Sarah is graduating in a few hours. The choir is singing, and I don't know how I will be able to get the words out. I will be crying too hard. We're singing "When I Survey the Wonderful Cross" accapella and then "Here I Am, Lord." I don't like that one too much, but oh well, it's not for me.
The awards cerimony was yesterday. I didn't think that I would get anything because I really haven't done anything worth getting an award for, so I was really shocked! I was pleasantly surprised to get the highest grade in Bible (which I guess is a good class to have a high grade in) and the prayer leader award, and I was really surprised to get a striving for exelence award in geometry (I hate math, but I tried really hard!) and an award for my poetry....

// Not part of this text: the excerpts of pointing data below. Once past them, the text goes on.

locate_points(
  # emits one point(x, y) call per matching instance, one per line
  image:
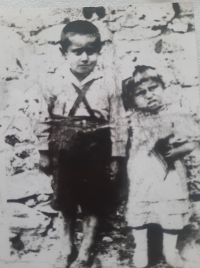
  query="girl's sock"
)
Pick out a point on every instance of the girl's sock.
point(140, 257)
point(170, 251)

So when I started that it was like 3:00, but now it is 10:30 and I just got back from the graduation cerimony. I'm sitting here in my quaker chior dress, an I just don't know what to do. I spent 14 years of my life with two parents and two siblings who love me and lived with me. I was always really close to them. Then Benjamin left for college. It was really hard, but I got used to it. Now Sarah is leaving too. As hard as it was to have Ben leave because I just love him so much and because he was the first to go, I think it will be harder for me when Sarah leaves because we have the sister thing going. Everyone says how wonderful my life will be when there are no more siblings in the house, but I disagree strongly. I am pretty sure I will hate the next three years. "Highschool is the best time of your life. Love it because it only gets worse" that's what everyone says. If that's true then I have set a bad oman for my life. I am determined to not let that be the case. This year was terrible for me, yet at the same time it was great because it's my first year as a Christian. Maybe it was terrible because it's the first year I've been a Christian and someone wants me back.
The cerimony was really nice. The chior did great. It's so weird; I can't cry. I have so much inside to let out, but the tears won't come. I have it bottle up inside of me and it hurts, even physically it hurts. All 9 of the seniors are going to do something great for the world, especially my sister. I can't see myself like that in the future. I feel like a failure.